Два стражника поставили Саларея на колени перед ступенями, ведущими на возвышение с троном, некогда принадлежавшим Эйрогасу Ансоуту. На него-то и уселась Пустота. За спиной ее грудились обломки величественной статуи дракона, в былые времена нависающей над тронами королевской четы Элхеона.

Пустота щелкнула пальцами. И из тени у боковой стены тут же отделились две фигуры – Пейврад и Фридэсс с голыми торсами и в широких льняных штанах. Длинные серые волосы их свободно спадали на спину. Один нес поднос с кувшином вина и золотым кубком, второй – блюдо с фруктами. Как и Морай, оба носили железные ошейники, правда, чуть более изящные, чем у колдуна. Принцы успели пройти Тропу Избранных и получить благословение незадолго до начала войны с Пагрэей и падения Богов, и теперь их глаза светились желтым. Отчего Мораю вечно казалось, что на него смотрит Алгод, – сходство между братьями воистину поражало. Разве что Пейвраду и Фридэссу не была свойственна жестокость и решимость, присущая их брату. Морай с огромным трудом мог вообразить Алгода, покорно сидящего на поводке и согревающего постель ненавистной госпожи по указке. Он бы уже давно нашел способ вырвать Пустоте сердце и скормить его дворовым псам. Отчасти бездействие Пейврада и Фридэсса оправдывало то, что Пустота держала в плену Эйрогаса и Селию, но Морай сильно сомневался, что подобная мелочь помешала бы Алгоду свершить возмездие.

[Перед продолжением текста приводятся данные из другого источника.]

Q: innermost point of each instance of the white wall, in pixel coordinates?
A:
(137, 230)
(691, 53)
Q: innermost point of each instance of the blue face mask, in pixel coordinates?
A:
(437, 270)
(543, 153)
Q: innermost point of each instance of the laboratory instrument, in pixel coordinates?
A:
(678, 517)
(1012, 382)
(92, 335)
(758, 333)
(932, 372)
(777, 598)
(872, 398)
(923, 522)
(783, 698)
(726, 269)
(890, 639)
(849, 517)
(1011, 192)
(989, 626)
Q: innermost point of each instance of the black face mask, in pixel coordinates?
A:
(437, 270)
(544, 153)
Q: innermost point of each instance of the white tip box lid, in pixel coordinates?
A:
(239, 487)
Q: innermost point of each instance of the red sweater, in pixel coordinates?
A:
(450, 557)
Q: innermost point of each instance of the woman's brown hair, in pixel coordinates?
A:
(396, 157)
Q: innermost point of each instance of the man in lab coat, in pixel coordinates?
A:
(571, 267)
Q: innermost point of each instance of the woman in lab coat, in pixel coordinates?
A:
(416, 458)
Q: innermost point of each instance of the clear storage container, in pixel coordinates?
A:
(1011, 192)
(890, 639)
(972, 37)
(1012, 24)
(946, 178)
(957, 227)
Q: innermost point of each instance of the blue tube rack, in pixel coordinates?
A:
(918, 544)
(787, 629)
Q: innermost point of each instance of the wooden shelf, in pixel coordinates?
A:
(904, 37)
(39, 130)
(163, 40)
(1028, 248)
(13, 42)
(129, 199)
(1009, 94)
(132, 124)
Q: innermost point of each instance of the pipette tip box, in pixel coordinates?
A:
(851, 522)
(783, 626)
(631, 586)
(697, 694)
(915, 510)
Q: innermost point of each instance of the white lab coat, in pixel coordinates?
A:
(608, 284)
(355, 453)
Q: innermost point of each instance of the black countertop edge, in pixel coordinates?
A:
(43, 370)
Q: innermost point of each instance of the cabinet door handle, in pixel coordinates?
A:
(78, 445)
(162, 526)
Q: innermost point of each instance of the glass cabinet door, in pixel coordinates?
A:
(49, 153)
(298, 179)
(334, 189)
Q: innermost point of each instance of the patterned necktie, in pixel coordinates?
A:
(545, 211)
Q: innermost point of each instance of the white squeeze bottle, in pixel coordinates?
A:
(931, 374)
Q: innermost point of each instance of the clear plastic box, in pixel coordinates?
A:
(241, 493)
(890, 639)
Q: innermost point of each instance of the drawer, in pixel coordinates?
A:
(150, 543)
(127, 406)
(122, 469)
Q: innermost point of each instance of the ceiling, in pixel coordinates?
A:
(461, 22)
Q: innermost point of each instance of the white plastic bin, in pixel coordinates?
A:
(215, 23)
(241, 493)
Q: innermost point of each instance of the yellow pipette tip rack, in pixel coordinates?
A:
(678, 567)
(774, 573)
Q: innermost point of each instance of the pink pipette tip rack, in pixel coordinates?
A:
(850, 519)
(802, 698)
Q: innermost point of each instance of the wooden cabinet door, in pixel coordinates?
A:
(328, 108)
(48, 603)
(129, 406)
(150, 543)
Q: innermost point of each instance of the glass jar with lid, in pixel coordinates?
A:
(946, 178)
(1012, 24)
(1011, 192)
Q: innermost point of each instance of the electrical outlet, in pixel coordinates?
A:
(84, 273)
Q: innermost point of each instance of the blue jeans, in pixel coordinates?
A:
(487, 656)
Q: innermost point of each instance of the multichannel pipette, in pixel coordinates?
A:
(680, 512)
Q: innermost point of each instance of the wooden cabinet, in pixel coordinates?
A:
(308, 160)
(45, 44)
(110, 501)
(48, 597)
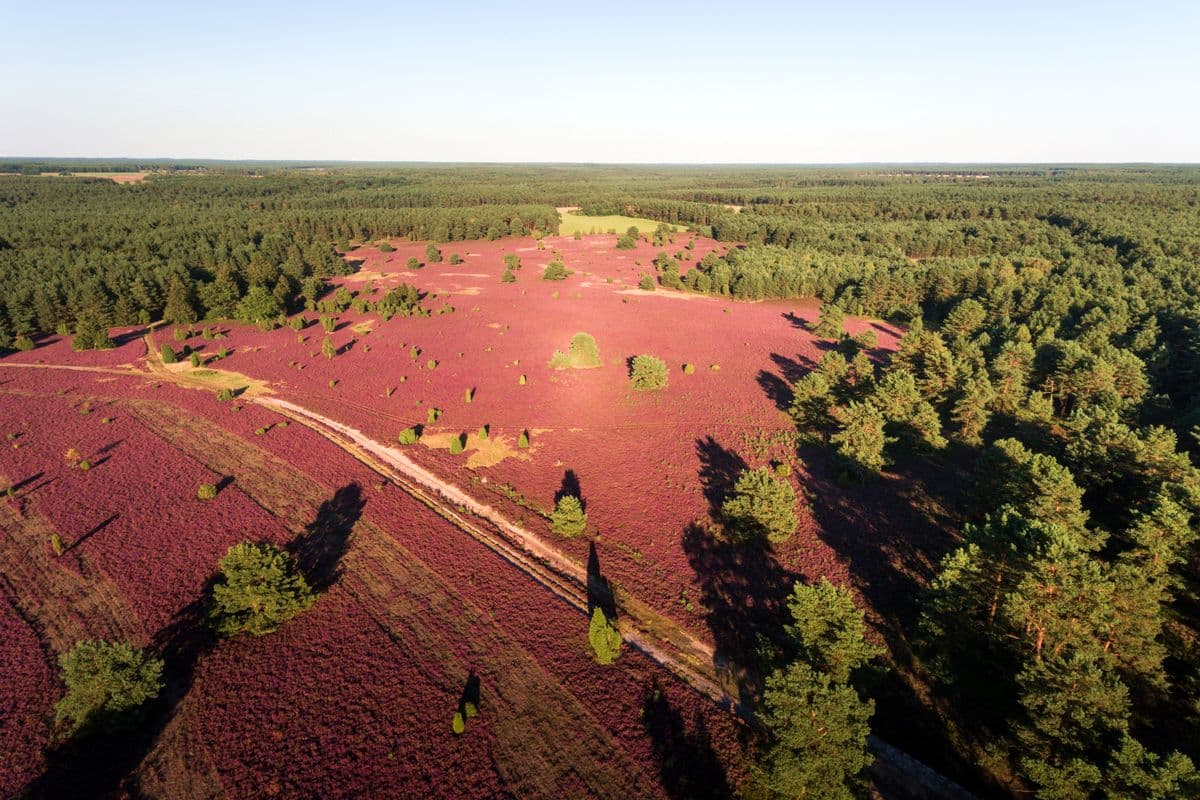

Ни сам колдун, ни Утрилх никогда не говорили с пленными Ансоутами об Алгоде и Тории, но до Эйрогаса, Селии и принцев все же дошли слухи об их судьбе. Бывшие король и королева, как и все остальные, верили, будто брат с сестрой погибли. Утрилх с Мораем не видели причин их разубеждать, это вряд ли что-то изменит, а вот риск быть пойманными Пустотой на лжи резко возрастет, если пленные сболтнут лишнего.